Our study provides new insights into how semantic processing and inhibitory control interact in false memory production in older adults. Aging enhances semantic competence, functioning as a compensatory mechanism for memory deficits [22], but executive declines, including inhibitory control, distort memory accuracy [35]. Our analysis suggests verbal false memories arise from a dynamic interaction between enhanced semantics and inhibitory deficits [65]. This integrative approach extends existing research, proposing a model where these factors complement each other in explaining increased false memories with age [12, 13, 14]. Furthermore, our findings imply false memories reflect not only deterioration but also functional reorganization of cognitive resources.

Conclusions

In the present study, we hypothesized that semantics would influence older adults’ verbal false memories more than younger adults. During aging, semantic knowledge remains stable or even improves [22], becoming the primary reliance as general memory declines. However, executive functioning is often compromised in older adults [22, 64, 66], leading us to expect greater difficulty inhibiting semantically related items.
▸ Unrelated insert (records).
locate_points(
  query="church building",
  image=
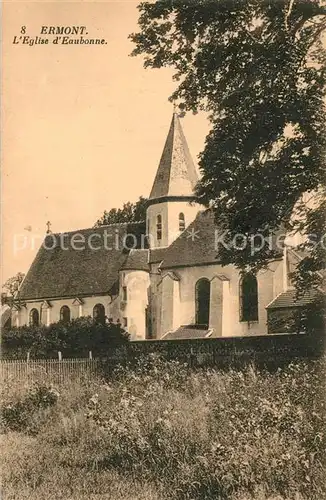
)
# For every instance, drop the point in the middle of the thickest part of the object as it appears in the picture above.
(161, 278)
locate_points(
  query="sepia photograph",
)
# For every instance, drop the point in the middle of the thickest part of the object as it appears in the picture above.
(163, 264)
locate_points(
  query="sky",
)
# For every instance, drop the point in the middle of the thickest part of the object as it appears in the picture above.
(83, 127)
Our results partially confirmed these hypotheses. Both semantics and executive functioning contribute to the higher number of verbal false memories in older adults, but executive functioning played an unexpected role. Older adults who performed better on the inhibition task also produced more false memories. As the inhibition task is verbal and assesses semantic control, this may indicate that intact executive functioning is crucial for activating semantic knowledge and networks involved in the DRM recognition task. This aligns with Feng [23], who highlighted the role of interconnected semantic cognition and other cognitive processes in maintaining semantic performance despite neural changes with age.

Thus, semantic activation in aging is not merely a passive consequence of task difficulty and compromised functions. Instead, it serves as a resource utilized more effectively when executive functioning is intact. Future studies should explore this further using varied inhibition measures to clarify its role.